Henri Robert 1899年9月30日、フランス・グラース生まれ。フランソワ・コティに調香の手ほどきをしたシリス社の主任調香師のジョゼフ・ロベールを父に持つ。ジョゼフは、天然の原材料から100%純粋なフレグランスオイルを作る、革命的な溶剤抽出法の開発に大きく貢献した人物でした。

1921年7月にアンリは、父と同じくシリス社で調香師としてエルネスト・ボーアンリ・アルメラスと共に働き、腕を磨いてゆく。そして1923年にドルセーの「ル ダンディ」を調香し、1926年から1933年にかけてドルセーの専属調香師になりました。

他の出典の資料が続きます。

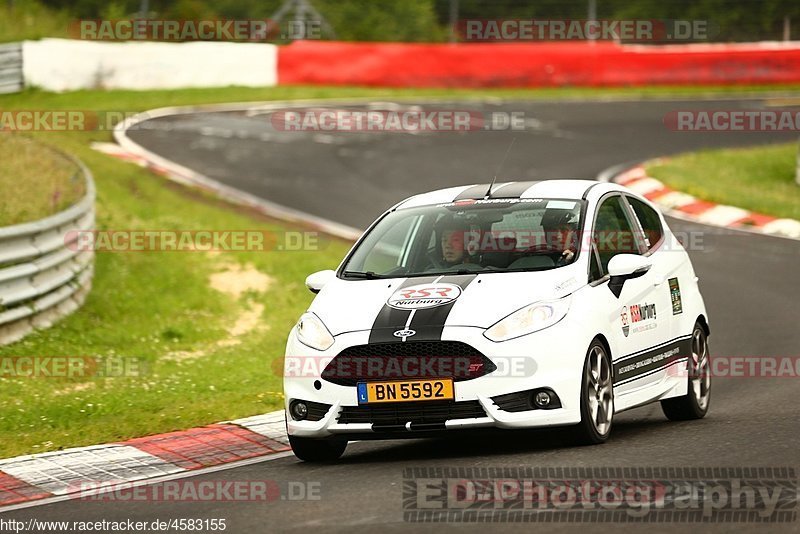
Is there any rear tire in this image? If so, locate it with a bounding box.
[661,323,711,421]
[289,436,347,462]
[575,339,614,445]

1934年にフランソワ・コティの死後、コティの主任調香師になり、1936年に「ミュゲ デ ボワ」を調香する。時は過ぎ、第二次世界大戦が勃発した時、アメリカに移住し、ニューヨークで1940年から1943年まで引き続き、コティの調香師として働きました。

1954年にエルネスト・ボーの後を継ぎ、シャネルの二代目専属調香師として1955年にシャネル初の男性用フレグランスである「プール ムッシュウ」、1971年に「N°19」、1974年に「クリスタル」を調香しました。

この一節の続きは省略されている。